Les signataires de la lettre ont affirmé qu’ils étaient prêts à débuter les négociations. Peu de temps après, sept membres du groupe ont été tués, apparemment sous les ordres de Rwasa et d’autres membres de son groupe.9 Début octobre, les signataires survivants, rejoints par environ cent autres personnes, se seraient réunis sur la colline de Muyira, dans la commune de Kanyosha et auraient suspendu Rwasa et son cercle rapproché. Ils ont choisi l’ancien vice-président du FNL, Jean-Bosco Sindayigaya pour être président d’un nouveau conseil du FNL afin de décider de l’avenir du mouvement et d’envisager des négociations de paix avec le gouvernement.10



[1] Le FDD est la branche militaire du CNDD-FDD.

[2] Voir « Victimes au quotidien : les civils dans la guerre au Burundi, » Un Rapport de Human Rights Watch, Décembre 2003, Vol. 15, No. 20 (A).

[3] Pour les élections directes à l’Assemblée nationale qui se sont tenues le 4 juillet, la compétition portait sur 100 sièges. Afin d’assurer la répartition ethnique des 60-40 pour cent, le quota de 30 pour cent pour les femmes et la représentation des Twa, 18 membres supplémentaires ont été cooptés après les élections.

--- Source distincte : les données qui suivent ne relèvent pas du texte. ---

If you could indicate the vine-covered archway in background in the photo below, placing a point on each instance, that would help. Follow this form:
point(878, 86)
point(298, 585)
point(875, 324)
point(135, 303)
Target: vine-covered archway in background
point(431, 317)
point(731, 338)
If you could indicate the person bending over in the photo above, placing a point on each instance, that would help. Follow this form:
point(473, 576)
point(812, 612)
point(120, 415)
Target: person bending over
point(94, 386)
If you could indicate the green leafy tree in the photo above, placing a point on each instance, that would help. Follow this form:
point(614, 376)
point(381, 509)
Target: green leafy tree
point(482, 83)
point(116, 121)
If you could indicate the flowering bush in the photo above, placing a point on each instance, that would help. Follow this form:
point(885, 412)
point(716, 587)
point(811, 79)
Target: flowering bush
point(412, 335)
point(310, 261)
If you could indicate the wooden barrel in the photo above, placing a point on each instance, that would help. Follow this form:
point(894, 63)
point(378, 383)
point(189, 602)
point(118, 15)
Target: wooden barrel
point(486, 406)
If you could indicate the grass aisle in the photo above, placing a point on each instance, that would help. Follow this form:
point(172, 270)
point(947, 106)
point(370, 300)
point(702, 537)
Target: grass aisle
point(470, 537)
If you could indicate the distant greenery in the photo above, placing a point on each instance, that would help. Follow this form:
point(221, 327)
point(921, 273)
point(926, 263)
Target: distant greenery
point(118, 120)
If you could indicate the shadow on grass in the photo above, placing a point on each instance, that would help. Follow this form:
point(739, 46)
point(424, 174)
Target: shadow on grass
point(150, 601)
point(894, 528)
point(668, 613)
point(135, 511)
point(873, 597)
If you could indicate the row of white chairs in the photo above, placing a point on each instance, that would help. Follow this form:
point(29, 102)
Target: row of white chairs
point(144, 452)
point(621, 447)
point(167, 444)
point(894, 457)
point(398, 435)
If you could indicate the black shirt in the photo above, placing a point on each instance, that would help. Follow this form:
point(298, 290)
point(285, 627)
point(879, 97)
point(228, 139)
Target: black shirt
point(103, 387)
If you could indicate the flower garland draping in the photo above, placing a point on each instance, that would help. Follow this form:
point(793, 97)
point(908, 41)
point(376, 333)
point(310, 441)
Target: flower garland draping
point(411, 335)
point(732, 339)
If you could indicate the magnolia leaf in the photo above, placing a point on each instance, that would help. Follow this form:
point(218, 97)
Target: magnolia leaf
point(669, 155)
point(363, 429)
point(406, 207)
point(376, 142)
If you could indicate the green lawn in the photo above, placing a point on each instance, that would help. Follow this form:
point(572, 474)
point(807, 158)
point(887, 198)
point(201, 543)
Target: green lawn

[4] Constitution du Burundi, 2005, article 129.

[5] Agence Burundaise de Presse, « Deux partis dénoncent leur sous-représentation dans le gouvernement »,  1er septembre 2005.

[6] IRIN, Burundi, “Rwasa expelled as FNL leader,” 12 octobre 2005.

[7] BBC Monitoring, “Burundi rebel spokesman says group ready to negotiate,” 18 septembre 2005 et IRIN, “Rebels Willing to Negotiate Peace, But Only with Ethnic Leaders,” 15 septembre 2005.

[8] Lettre à SRSG Carolyn McAskie, ONUB et Ambassador Mamadou Bah, African Union, par Abanamarimwe et l’armé du FNL, 25 septembre 2005. Original à Kirundi, archivé à Human Rights Watch.

[9] Entretien conduit par Human Rights Watch, Bujumbura, 11 octobre 2005 et Umuco, « Au FNL-Palipehutu, Rwasa retourne le fusil contre ses opposants, » 3 octobre 2005.

[10] Entretien conduit Human Rights Watch, Bujumbura, 11 octobre 2005 et « Procès verbal de l’assemblée générale constituante des membres et fondateurs de Palipehutu-FNL qui s’est déroulée à Muyira, » Bujumbura, 8 octobre 2005, [en ligne].